Malware that is specifically tailored to target and take control of web servers to enslave them into a botnet has been detected.
Speaking to IT Security Guru, Ryan Barnett, lead security researcher at Trustwave, said that while the company sees new files all of the time, what was distinctive about this was that the code was markedly different, and it aimed specifically at servers.
“They are the ‘super soldiers’ of a botnet as it gives the owner more horsepower and bandwidth and we see botnet owners take control of them,” he said.
“What was interesting about this was that it ran Pearl Scripts on an IRC channel and it was flagged in PHP code as there was different data to bring in files to execute on the operating system. We are not seeing this commonly as often, script kiddies just rip code off from each other. Here they had deployed new code and tactics.”
Barnett confirmed that this was only detected by one anti-virus technology and it was unique on Virus Total.

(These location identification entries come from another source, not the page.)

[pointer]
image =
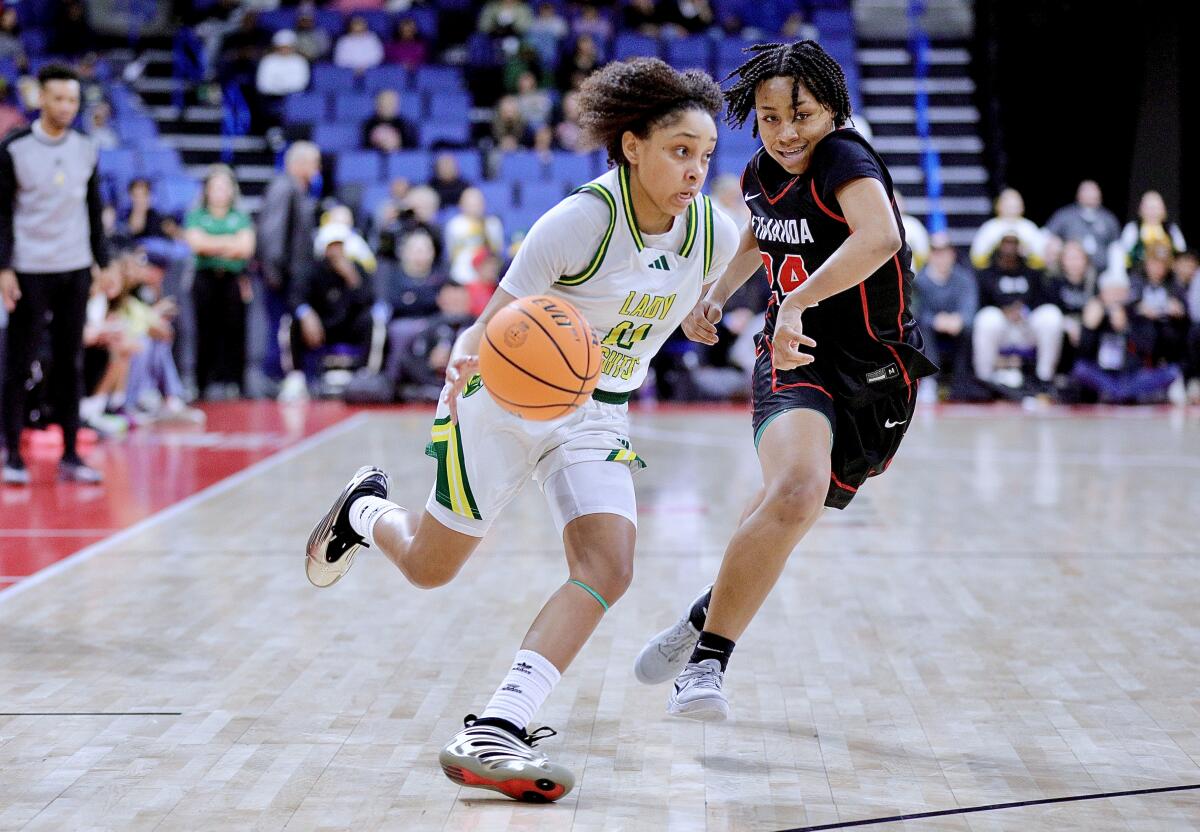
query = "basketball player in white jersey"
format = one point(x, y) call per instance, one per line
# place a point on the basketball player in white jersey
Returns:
point(631, 251)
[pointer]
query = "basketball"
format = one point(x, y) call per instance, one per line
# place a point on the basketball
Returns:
point(539, 358)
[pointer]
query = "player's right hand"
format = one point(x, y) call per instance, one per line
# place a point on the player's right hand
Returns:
point(459, 372)
point(10, 289)
point(700, 325)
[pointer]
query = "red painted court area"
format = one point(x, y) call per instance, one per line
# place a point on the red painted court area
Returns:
point(144, 472)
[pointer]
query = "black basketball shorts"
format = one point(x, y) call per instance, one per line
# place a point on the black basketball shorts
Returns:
point(864, 438)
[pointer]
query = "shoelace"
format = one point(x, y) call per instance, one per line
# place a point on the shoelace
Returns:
point(701, 676)
point(544, 732)
point(679, 639)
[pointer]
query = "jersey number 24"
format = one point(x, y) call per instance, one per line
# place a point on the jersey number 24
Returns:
point(791, 273)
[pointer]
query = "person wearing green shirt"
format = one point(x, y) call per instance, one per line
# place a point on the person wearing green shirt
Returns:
point(222, 238)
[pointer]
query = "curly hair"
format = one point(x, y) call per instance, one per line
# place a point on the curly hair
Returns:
point(802, 61)
point(640, 95)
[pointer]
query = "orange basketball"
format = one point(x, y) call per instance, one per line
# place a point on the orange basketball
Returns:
point(539, 358)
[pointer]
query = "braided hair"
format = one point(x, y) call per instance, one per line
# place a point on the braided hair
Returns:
point(640, 95)
point(802, 61)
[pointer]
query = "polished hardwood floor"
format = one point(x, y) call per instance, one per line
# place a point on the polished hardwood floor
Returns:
point(1009, 615)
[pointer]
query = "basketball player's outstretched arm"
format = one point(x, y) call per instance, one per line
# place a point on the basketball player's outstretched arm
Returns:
point(873, 240)
point(700, 325)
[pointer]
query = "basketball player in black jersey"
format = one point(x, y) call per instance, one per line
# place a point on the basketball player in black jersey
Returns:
point(839, 358)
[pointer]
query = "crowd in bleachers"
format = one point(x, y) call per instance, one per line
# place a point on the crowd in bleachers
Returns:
point(421, 144)
point(1080, 310)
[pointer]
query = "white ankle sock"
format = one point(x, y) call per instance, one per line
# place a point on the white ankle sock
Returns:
point(365, 513)
point(525, 689)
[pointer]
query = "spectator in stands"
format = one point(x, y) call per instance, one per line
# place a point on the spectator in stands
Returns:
point(642, 17)
point(11, 47)
point(1086, 221)
point(359, 48)
point(1152, 227)
point(415, 211)
point(915, 234)
point(330, 305)
point(448, 179)
point(690, 17)
point(591, 22)
point(1109, 364)
point(143, 220)
point(52, 238)
point(153, 389)
point(582, 60)
point(568, 132)
point(533, 102)
point(471, 229)
point(283, 70)
point(1186, 267)
point(11, 117)
point(99, 127)
point(796, 28)
point(1009, 220)
point(222, 238)
point(1069, 291)
point(1158, 309)
point(1014, 315)
point(509, 129)
point(505, 18)
point(947, 300)
point(286, 225)
point(312, 41)
point(407, 47)
point(388, 130)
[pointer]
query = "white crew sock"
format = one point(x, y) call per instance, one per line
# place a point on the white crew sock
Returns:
point(525, 689)
point(365, 513)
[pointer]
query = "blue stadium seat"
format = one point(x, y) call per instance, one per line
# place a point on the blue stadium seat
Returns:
point(573, 168)
point(329, 78)
point(305, 108)
point(159, 162)
point(439, 78)
point(175, 195)
point(450, 106)
point(353, 107)
point(337, 137)
point(385, 77)
point(498, 197)
point(415, 166)
point(359, 166)
point(630, 45)
point(522, 165)
point(687, 53)
point(442, 133)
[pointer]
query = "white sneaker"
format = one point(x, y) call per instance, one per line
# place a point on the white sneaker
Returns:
point(665, 654)
point(294, 388)
point(697, 693)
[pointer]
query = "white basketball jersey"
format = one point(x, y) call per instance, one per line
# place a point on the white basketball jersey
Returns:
point(634, 295)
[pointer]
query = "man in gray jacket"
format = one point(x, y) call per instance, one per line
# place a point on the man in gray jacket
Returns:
point(51, 238)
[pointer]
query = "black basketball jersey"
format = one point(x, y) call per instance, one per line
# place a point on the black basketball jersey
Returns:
point(868, 341)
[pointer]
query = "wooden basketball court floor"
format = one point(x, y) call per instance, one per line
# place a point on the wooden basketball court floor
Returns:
point(1008, 617)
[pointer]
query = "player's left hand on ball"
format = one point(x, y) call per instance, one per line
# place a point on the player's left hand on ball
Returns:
point(459, 372)
point(786, 347)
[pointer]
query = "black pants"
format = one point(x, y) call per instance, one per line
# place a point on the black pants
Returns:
point(63, 299)
point(220, 328)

Asked what he felt was new and distinctive, Barnett said that the use of an IRC channel was what caught its attention, and that this was unlikely to be the work of a sole person. The malware also came with a price tag of $125 for lifetime use.
“They would also sell for Bitcoin, and what we saw is that this would execute on the operating system and attack web applications and services to alter server privileges,” he said.
“There are different attacks on servers to end-users, and we see lots of attacks on servers but this looked to do what it wanted on the operating system and install malware on the web server module. Barnett said that malware targeted at servers is increasing but the use of Pearl Scripts and an IRC channel as a botnet was unusual here.”
Research by Trustwave believe the criminals in this case are not only building their botnet to launch future distributed denial-of-services (DDoS) attacks using this new variant of malware.